Drugie 45. minut także należało głównie do gospodarzy, ale w wybornej formie był De Gea, który w znakomitym stylu wybronił groźny strzał Coentrao. Seria niewykorzystanych sytuacji dla Realu mogła się zemścić w 72. minucie, kiedy to dwukrotnie o krok od zdobycia gola był van Persie. Drugi strzał Holendra został wybity przez Alonso z linii bramkowej.

Zdeterminowani "Królewscy" do samego końca szukali zwycięskiej bramki, ale wynik na Santiago Bernabeu nie uległ już zmianie. Faworytem do awansu wydają się być na chwilę obecną podopieczni sir Alexa Fergusona, którzy na własnym obiekcie spiszą się na pewno lepiej niż w tym spotkaniu. Ciekawie także zapowiada się powitanie przez kibiców na Old Trafford, Cristiano Ronaldo. Portugalczyk zapewne zostanie nagrodzony brawami, jak np. David Beckham, bo raczej gwizdów, jakie zbiera Luis Suarez nie otrzyma.

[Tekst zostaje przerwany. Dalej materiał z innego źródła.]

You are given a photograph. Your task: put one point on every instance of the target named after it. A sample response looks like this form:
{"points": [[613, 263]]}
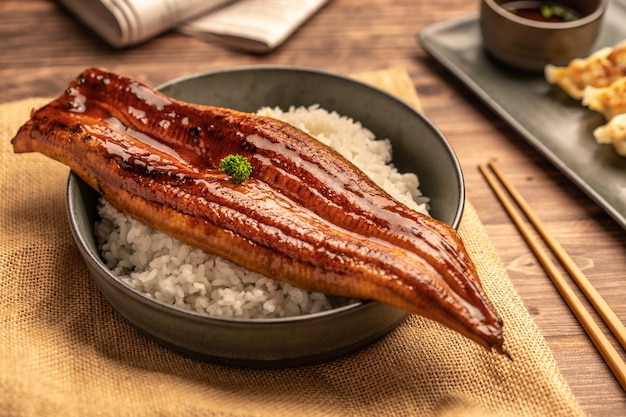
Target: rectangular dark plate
{"points": [[559, 127]]}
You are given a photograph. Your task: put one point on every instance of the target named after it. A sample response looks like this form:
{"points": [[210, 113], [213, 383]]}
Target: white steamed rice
{"points": [[183, 276]]}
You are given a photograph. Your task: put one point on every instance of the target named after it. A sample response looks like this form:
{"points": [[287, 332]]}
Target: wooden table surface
{"points": [[42, 47]]}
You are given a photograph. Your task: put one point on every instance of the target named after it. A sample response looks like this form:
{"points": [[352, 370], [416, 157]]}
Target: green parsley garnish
{"points": [[237, 167], [550, 10]]}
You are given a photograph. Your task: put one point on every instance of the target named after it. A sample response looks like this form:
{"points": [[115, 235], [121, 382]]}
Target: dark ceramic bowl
{"points": [[531, 44], [418, 147]]}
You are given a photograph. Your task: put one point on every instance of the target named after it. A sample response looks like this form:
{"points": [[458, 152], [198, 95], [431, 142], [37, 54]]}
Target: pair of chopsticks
{"points": [[599, 339]]}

Real Madryt - Manchester United 1:1

[Cristiano Ronaldo (30.) - Danny Welbeck (20.)]

Real: Diego Lopez; Alvaro Arbeloa, Raphael Varane, Sergio Ramos, Fabio Coentrao; Sami Khedira, Xabi Alonso (83. Pepe); Angel Di Maria (75. Luka Modrić), Mesut Oezil, Cristiano Ronaldo; Karim Benzema (60. Gonzalo Higuain).

Manchester: David De Gea; Rafael, Jonny Evans, Rio Ferdinand, Patrice Evra; Phil Jones, Shinji Kagawa (64. Ryan Giggs), Michael Carrick; Danny Welbeck (73. Antonio Valencia), Wayne Rooney (83. Anderson), Robin van Persie.